Poem of the Week: Papa Love Baby


My mother was a romantic girl
So she had to marry a man with his hair in curl
Who subsequently became my unrespected papa,
But that was a long time ago now.

What folly it is that daughters are always supposed to be 
In love with papa.  It wasn't the case with me
I couldn't take to him at all
But he took to me
What a sad fate to befall
A child of three.

I sat upright in my baby carriage
And wished mama hadn't made such a foolish marriage.
I tried to hide it, but it showed in my eyes unfortunately
And a fortnight later papa ran away to sea.

He used to come home on leave
It was always the same
I could not grieve
But I think I was somewhat to blame.

I recently went to see a play called 'Stevie' at Chichester Festival Theatre, in which Zoe Wanamaker - also seen as Madam Hooch in Hooch in Harry Potter among other roles - played the titular part (with outstanding stamina and lack of care for her health - she appears, dragging theatrically on an ever-present cigarette, in every scene of the 2 hour play).  

The play documented the life of the poet Stevie Smith who was the amused and amusing voice of the suburban masses throughout the 1940s and 50s.  Stevie (born Florence) Smith grew up in a troubled household and she came to blame herself for her father's desertion of their family.  Her obsession with death and fear and later religion are very much present in her poetry, although she laces these poignant and pithy poems with sardonic humour which (although they can be seen as flippant) make them all the more powerful.  
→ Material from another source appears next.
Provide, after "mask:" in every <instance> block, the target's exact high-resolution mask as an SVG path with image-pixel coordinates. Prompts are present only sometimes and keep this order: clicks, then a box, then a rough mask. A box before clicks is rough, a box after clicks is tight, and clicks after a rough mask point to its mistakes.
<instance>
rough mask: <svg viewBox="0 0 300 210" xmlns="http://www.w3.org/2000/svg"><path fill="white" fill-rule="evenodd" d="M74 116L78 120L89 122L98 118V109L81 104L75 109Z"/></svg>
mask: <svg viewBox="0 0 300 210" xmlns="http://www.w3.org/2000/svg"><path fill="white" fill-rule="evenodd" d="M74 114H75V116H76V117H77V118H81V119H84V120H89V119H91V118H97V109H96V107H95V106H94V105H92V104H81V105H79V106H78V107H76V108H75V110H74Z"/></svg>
Although I could only vaguely remember the poem 'Not Waving But Drowning' - read it, trust me its multi-faceted viewpoint and the last vivid line will stay with you  - I was previously unaware of the great body of poems, as amusing as they are contemplative, that she had written during her long, independent, and sometimes undoubtedly lonely life.

This poem draws to mind an image of the petite, bobbed Stevie Smith narrating her poem to a faceless audience (which reads as if it is meant to be heard) in a careless manner, which serves as armour the more sensitive, impressionable child which hides inside her.  Although this poem is funny at times 'But he took to me / what a sad fate to befall / A child of three' it is also beautifully melancholy when one thinks about Stevie's actual ruptured childhood.

So: read more Stevie Smith, you will be among good company - Sylvia Plath was a self-proclaimed 'desperate Smith-addict' as was Smith's good friend and fellow literary genius George Orwell - she deserves to be rediscovered within a modern audience.